Пушкин в ответ криво усмехнулся, чем вызвал у товарища недоумением. Ведь, разбойное нападение на дворянскую семью, да еще в самом центре Петербурга, должны были расследовать в самую первую очередь. Тут шум до небес должен был стоять. В каждый подворотне, в каждой парадной должны были стоять жандармы, полицейские околоточные, солдаты, и проверять у всех подряд документы. В реальности же ничего такого не было.
— Как же так, Александр Сергеевич? — растерянно спросил Дорохов. — Куда смотрят полиция, жандармы?
— Присядь, Миша…
Михаил, подчиняясь жесту хозяина кабинета, сел на краешек диван, надеясь, что сейчас ему обо всем расскажут. У него, естественно, были на этот счет кое-какие соображения, но их он пока держал при себе.
— Миша, все очень плохо. Мои враги зашли очень далеко и, похоже, ни перед чем не остановятся, чтобы окончательно покончить со мной. Сейчас рядом со мной находится очень опасно. И поэтому, Миша, я не обижусь, если ты уйдешь, — поэт вытащил из секретера два внушительных бумажных свертка и кинул на диван рядом с ним. — Здесь довольно много денег и тебе хватит надолго. Я освобождаю тебя от твоего слова, Михаил. Уходи, пока они не добрались и до тебя.
Молчавший Дорохов пошел пятнами. Лицо быстро меняло цвет с красного на серы, и наоборот. Губы кривились, выдавая нехорошие гримасы.
— Если бы я хорошо вас не знал, Александр Сергеевич, то решил бы, что вы хотите меня оскорбить. Поэтому, не буду разводить церемоний, и скажу: я с вами до самого конца. Говорите, что нужно делать?
И вот тут Пушкин его снова удивил, чего в последнее время случалось поразительно часто.
— Значит, будем воевать, Миша? — Александр весело подмигнул товарищу. — Знаю, что у тебя остались в родном полку связи, — Дорохов, чуть подумав, кивнул. В бывшем полку у него, и правда, остались хорошие друзья и знакомые. Уходил он хорошо, поэтому и сам командир полка приглашал захаживать в гости. — Как думаешь, сколько нужно пороха, чтобы взорвать каменный дом?

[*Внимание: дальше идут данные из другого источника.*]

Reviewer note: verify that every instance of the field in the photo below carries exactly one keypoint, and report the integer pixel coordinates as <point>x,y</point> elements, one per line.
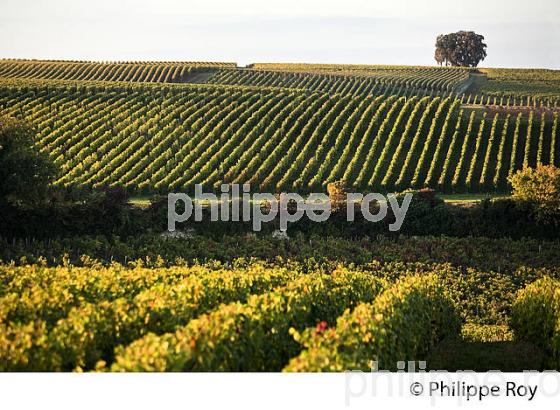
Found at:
<point>298,307</point>
<point>101,286</point>
<point>278,127</point>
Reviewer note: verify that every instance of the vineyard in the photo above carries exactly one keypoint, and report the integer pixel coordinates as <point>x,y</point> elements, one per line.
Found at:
<point>161,137</point>
<point>155,315</point>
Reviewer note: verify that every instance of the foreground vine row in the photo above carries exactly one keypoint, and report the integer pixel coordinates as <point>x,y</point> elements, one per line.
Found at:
<point>163,138</point>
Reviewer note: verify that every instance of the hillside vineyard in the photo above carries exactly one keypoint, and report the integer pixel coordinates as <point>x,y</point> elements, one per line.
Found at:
<point>278,130</point>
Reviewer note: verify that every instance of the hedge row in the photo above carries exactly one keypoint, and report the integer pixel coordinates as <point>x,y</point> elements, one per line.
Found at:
<point>254,336</point>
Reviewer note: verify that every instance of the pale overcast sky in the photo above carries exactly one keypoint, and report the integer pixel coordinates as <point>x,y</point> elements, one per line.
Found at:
<point>518,33</point>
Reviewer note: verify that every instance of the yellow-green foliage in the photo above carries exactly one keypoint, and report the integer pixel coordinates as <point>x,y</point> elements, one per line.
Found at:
<point>403,323</point>
<point>536,317</point>
<point>70,318</point>
<point>254,336</point>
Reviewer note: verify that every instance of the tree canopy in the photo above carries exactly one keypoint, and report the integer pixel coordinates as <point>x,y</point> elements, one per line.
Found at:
<point>461,49</point>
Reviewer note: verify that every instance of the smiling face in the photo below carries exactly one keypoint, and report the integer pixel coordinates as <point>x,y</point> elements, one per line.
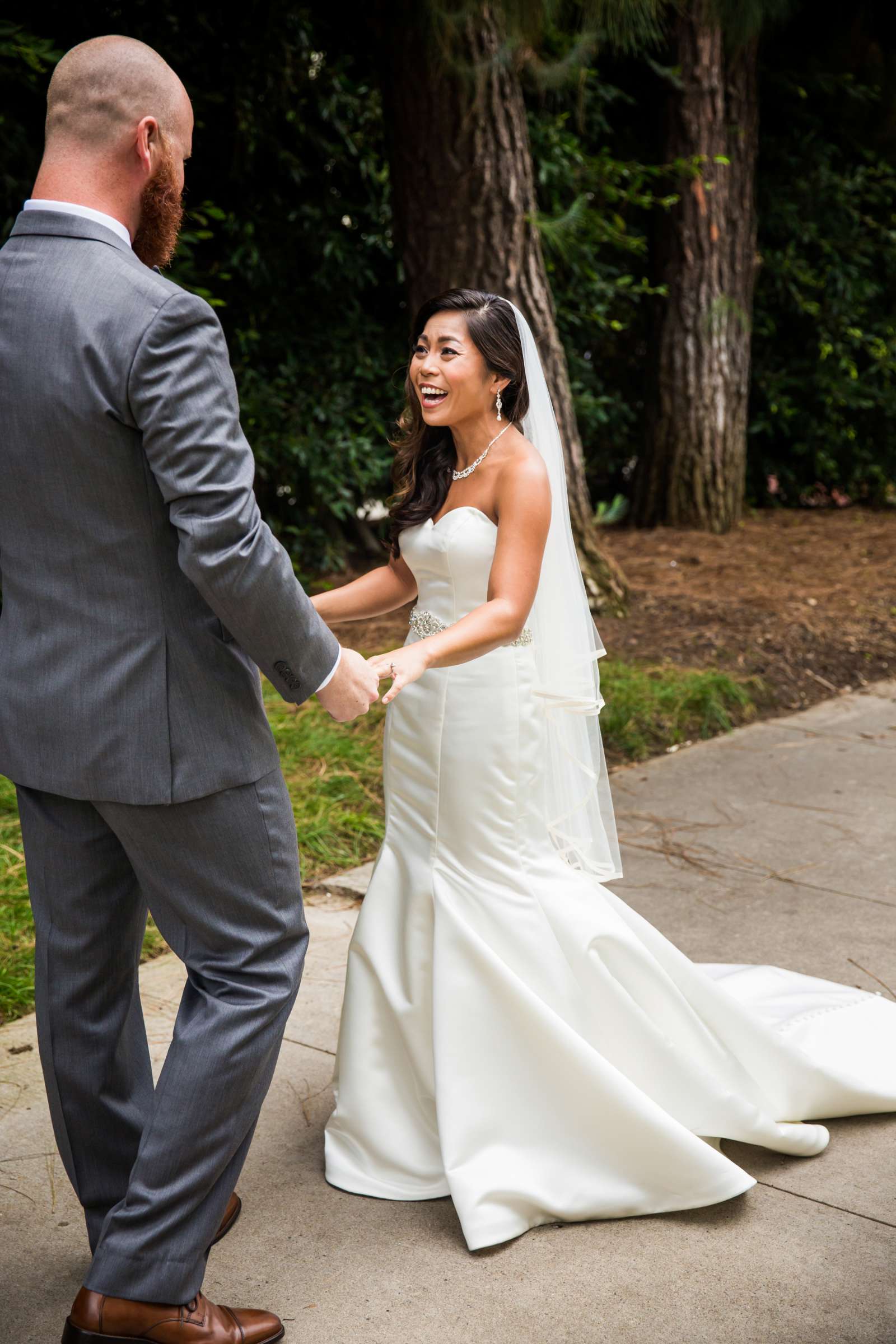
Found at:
<point>449,375</point>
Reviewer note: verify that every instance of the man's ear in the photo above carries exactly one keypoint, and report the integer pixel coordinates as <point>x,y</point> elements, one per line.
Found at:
<point>148,143</point>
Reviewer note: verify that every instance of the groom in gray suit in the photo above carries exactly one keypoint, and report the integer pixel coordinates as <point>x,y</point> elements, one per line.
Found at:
<point>142,592</point>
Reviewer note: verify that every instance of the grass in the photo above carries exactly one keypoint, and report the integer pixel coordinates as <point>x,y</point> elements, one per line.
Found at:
<point>651,707</point>
<point>334,777</point>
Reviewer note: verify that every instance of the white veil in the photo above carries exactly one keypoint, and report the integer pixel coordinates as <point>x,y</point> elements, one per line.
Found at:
<point>567,647</point>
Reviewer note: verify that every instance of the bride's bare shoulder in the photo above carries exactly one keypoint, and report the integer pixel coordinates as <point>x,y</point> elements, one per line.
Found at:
<point>523,464</point>
<point>523,487</point>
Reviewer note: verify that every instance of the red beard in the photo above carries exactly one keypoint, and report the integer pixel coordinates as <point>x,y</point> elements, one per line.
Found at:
<point>162,212</point>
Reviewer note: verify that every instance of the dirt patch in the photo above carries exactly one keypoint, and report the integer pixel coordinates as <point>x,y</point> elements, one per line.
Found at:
<point>805,600</point>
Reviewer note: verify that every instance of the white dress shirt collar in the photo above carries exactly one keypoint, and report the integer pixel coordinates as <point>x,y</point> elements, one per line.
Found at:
<point>69,207</point>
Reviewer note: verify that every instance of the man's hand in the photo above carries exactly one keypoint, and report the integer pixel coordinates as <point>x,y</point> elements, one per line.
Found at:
<point>403,666</point>
<point>352,689</point>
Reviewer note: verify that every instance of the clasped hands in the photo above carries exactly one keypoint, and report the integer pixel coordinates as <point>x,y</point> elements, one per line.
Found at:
<point>355,684</point>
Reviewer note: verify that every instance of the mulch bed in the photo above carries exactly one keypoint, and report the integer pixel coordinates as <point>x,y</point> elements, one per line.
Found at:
<point>806,600</point>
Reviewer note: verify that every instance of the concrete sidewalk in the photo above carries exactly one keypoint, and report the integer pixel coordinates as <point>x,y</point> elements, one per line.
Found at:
<point>776,843</point>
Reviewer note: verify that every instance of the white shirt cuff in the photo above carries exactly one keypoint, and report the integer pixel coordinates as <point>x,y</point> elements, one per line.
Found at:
<point>331,674</point>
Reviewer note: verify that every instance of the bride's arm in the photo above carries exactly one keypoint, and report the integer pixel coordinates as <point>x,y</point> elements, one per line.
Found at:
<point>374,595</point>
<point>523,501</point>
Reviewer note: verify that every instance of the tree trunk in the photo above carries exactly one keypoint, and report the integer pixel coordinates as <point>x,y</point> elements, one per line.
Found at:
<point>693,468</point>
<point>464,207</point>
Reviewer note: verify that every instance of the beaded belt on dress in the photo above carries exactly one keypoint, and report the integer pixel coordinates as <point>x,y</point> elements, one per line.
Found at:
<point>423,624</point>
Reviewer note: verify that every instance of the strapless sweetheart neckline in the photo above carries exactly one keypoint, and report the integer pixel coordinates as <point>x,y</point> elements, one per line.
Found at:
<point>460,508</point>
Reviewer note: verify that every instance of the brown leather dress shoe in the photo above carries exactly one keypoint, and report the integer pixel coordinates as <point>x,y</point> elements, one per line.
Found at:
<point>231,1214</point>
<point>117,1320</point>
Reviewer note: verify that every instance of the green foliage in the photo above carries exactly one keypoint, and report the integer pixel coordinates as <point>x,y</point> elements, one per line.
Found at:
<point>652,707</point>
<point>594,210</point>
<point>824,389</point>
<point>334,772</point>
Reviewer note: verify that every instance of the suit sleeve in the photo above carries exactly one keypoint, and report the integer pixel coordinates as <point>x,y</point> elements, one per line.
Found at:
<point>183,398</point>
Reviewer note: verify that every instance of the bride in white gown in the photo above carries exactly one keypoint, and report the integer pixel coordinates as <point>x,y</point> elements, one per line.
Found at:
<point>514,1034</point>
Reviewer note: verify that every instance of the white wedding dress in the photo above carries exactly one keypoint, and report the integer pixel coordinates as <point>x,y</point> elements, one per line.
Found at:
<point>514,1034</point>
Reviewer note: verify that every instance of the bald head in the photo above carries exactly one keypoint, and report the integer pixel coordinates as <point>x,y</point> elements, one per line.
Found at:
<point>104,88</point>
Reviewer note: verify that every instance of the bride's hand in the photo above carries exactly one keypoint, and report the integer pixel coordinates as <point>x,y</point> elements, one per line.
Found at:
<point>402,666</point>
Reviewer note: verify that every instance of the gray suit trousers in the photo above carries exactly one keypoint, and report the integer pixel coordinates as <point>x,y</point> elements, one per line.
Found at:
<point>155,1167</point>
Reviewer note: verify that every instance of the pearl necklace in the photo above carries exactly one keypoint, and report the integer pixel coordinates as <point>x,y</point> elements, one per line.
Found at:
<point>460,476</point>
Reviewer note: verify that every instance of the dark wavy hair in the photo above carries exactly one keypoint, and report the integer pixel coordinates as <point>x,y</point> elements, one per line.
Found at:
<point>423,455</point>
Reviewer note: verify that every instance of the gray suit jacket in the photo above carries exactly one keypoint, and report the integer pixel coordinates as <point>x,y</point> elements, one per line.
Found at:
<point>142,589</point>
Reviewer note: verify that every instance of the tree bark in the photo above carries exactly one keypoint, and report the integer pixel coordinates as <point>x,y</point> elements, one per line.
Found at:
<point>693,468</point>
<point>464,207</point>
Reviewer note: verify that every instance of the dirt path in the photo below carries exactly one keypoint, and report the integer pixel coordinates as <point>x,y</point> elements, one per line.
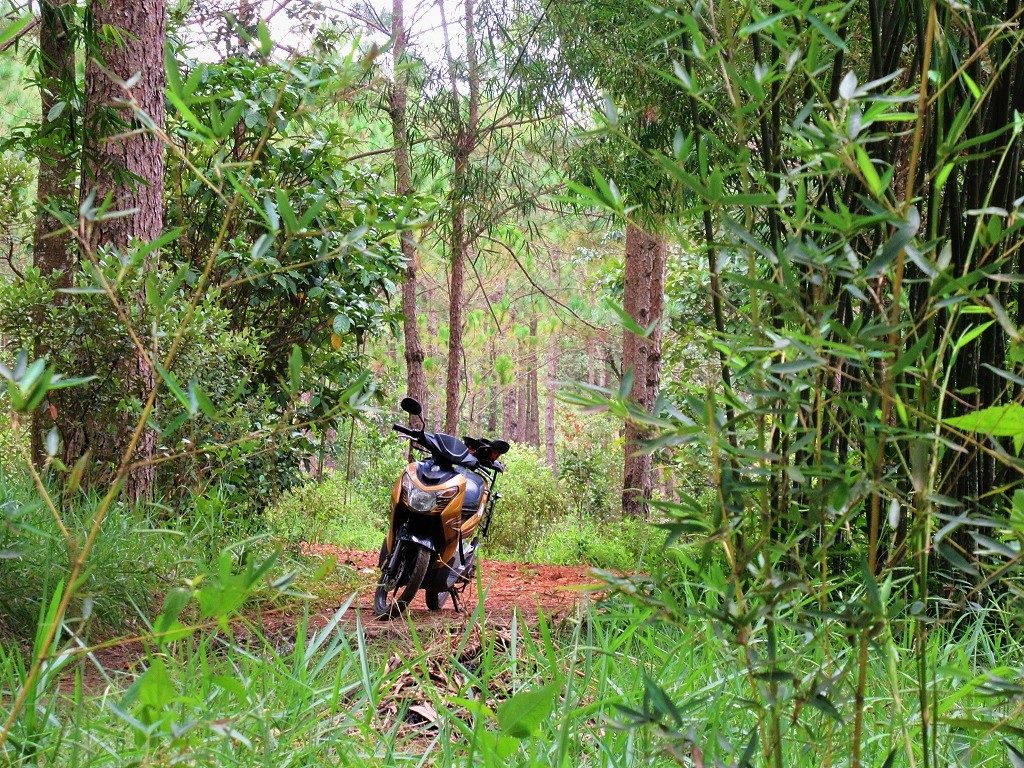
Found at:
<point>526,588</point>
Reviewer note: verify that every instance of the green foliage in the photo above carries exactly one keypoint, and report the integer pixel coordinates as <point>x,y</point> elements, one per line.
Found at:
<point>590,464</point>
<point>128,566</point>
<point>624,545</point>
<point>529,501</point>
<point>331,511</point>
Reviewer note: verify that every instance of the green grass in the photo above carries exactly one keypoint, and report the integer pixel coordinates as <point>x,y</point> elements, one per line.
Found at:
<point>602,680</point>
<point>652,676</point>
<point>530,521</point>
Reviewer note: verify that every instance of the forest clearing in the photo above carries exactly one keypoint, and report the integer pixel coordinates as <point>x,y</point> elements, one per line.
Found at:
<point>443,383</point>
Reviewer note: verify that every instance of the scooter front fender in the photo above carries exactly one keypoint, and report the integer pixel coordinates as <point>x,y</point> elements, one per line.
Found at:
<point>423,541</point>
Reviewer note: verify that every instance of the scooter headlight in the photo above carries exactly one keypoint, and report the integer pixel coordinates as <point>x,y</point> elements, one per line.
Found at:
<point>418,500</point>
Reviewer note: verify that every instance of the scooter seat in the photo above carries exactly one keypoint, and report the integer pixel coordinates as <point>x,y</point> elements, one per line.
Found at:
<point>474,492</point>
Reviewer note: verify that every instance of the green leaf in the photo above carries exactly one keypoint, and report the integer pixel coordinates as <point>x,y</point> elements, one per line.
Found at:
<point>521,716</point>
<point>295,370</point>
<point>14,29</point>
<point>52,441</point>
<point>172,383</point>
<point>997,421</point>
<point>156,688</point>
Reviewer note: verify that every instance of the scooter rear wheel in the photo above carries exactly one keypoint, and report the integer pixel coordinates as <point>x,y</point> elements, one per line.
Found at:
<point>416,564</point>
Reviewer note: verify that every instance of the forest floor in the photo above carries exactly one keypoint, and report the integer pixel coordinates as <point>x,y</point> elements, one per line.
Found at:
<point>510,589</point>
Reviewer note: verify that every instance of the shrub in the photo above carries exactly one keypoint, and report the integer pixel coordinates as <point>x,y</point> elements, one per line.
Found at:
<point>128,566</point>
<point>625,545</point>
<point>331,511</point>
<point>530,499</point>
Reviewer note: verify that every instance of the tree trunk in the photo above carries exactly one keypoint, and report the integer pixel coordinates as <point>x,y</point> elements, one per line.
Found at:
<point>643,293</point>
<point>532,387</point>
<point>464,143</point>
<point>510,426</point>
<point>124,162</point>
<point>591,360</point>
<point>416,384</point>
<point>549,414</point>
<point>51,246</point>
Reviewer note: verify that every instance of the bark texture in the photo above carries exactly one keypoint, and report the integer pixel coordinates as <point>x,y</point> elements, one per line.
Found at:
<point>123,162</point>
<point>549,414</point>
<point>646,254</point>
<point>51,247</point>
<point>416,383</point>
<point>465,140</point>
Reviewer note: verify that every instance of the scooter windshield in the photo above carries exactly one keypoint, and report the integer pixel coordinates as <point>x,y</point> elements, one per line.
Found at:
<point>450,449</point>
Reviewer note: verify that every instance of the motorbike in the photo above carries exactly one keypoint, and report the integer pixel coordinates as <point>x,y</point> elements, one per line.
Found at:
<point>441,506</point>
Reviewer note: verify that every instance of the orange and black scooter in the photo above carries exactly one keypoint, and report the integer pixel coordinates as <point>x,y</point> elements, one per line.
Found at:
<point>440,508</point>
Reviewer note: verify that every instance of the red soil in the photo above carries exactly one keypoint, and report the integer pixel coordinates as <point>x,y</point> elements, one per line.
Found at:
<point>507,586</point>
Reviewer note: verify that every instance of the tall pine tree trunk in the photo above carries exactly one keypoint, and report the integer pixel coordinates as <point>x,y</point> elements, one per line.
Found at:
<point>416,384</point>
<point>549,414</point>
<point>510,417</point>
<point>123,161</point>
<point>646,254</point>
<point>464,143</point>
<point>51,246</point>
<point>532,387</point>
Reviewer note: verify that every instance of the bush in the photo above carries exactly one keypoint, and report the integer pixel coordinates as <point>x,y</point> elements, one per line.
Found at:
<point>331,511</point>
<point>590,464</point>
<point>623,545</point>
<point>530,500</point>
<point>128,566</point>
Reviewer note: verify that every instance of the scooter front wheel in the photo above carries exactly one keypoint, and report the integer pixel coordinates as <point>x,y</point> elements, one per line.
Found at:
<point>436,600</point>
<point>416,565</point>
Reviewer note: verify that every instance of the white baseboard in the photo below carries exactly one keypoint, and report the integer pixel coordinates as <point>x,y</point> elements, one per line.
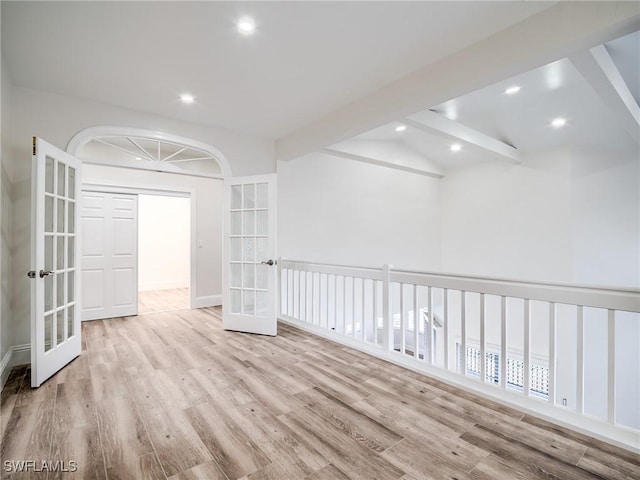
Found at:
<point>145,287</point>
<point>208,301</point>
<point>16,355</point>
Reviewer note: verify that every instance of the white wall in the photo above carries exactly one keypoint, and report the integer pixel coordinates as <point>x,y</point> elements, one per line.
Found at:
<point>6,203</point>
<point>164,250</point>
<point>566,216</point>
<point>561,216</point>
<point>57,119</point>
<point>340,211</point>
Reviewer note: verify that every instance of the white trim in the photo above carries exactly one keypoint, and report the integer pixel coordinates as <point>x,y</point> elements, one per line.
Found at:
<point>617,435</point>
<point>208,301</point>
<point>137,189</point>
<point>151,166</point>
<point>15,355</point>
<point>159,285</point>
<point>85,136</point>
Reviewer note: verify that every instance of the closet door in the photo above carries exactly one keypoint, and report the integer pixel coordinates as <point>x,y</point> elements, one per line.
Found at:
<point>109,248</point>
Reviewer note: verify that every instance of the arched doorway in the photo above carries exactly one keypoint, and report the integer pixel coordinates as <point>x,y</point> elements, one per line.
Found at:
<point>126,161</point>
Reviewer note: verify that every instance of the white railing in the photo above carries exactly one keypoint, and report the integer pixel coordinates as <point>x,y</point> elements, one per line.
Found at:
<point>564,352</point>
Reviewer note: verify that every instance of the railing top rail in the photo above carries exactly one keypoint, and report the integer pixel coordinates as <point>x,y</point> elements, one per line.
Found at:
<point>514,281</point>
<point>617,298</point>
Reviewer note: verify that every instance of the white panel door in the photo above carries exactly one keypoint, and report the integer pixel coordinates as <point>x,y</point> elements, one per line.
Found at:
<point>55,319</point>
<point>250,252</point>
<point>109,255</point>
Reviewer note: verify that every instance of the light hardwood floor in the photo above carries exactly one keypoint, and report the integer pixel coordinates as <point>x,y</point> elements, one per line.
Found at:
<point>154,301</point>
<point>172,395</point>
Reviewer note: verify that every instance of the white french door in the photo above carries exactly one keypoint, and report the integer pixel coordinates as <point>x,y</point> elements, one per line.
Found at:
<point>55,309</point>
<point>250,255</point>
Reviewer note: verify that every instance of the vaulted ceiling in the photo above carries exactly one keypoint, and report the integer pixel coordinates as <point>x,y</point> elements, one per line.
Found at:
<point>308,60</point>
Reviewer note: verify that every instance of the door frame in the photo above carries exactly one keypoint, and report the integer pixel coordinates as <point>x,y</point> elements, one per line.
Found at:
<point>182,192</point>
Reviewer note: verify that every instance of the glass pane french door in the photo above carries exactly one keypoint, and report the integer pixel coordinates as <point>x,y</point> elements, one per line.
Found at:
<point>55,323</point>
<point>250,277</point>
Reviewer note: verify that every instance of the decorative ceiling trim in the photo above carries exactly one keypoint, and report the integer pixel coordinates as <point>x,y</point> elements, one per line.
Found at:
<point>432,122</point>
<point>381,163</point>
<point>599,70</point>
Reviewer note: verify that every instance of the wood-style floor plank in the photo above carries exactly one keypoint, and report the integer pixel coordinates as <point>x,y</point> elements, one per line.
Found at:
<point>170,394</point>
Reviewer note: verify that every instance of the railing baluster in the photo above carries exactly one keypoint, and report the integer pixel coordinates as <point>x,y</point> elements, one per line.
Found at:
<point>463,331</point>
<point>305,298</point>
<point>503,342</point>
<point>335,303</point>
<point>374,309</point>
<point>291,285</point>
<point>428,330</point>
<point>403,325</point>
<point>445,319</point>
<point>552,353</point>
<point>580,362</point>
<point>527,349</point>
<point>279,296</point>
<point>363,322</point>
<point>313,298</point>
<point>344,305</point>
<point>299,295</point>
<point>416,324</point>
<point>326,304</point>
<point>386,308</point>
<point>483,342</point>
<point>611,366</point>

— Взорвать? — не понял товарищ. — Ну, все зависит от многих условий — от толщины стены здания, от места закладки взрывчатки, от ее количества. Я бы сказал, что нужно от тридцати до пятидесяти бочонков с порохом, и то без особой гарантии.
Сказав, снова уставился на Пушкина.
— А скажи-ка мне, Мишаня, сможешь ли ты достать сто бочонков с порохом?
— Что? — Дорохов, как ракета, взвился в воздухе. — Как? Это же не мешок с мукой, чтобы его на рынке купить.
— А ты подумай, Миша, хорошенько подумай. С нашими пистолетиками до врага мы просто не доберемся. Будем взрывать дворец…
Бледный Дорохов пошатнулся. Ему даже пришлось схватиться за стену, чтобы не свалиться на пол.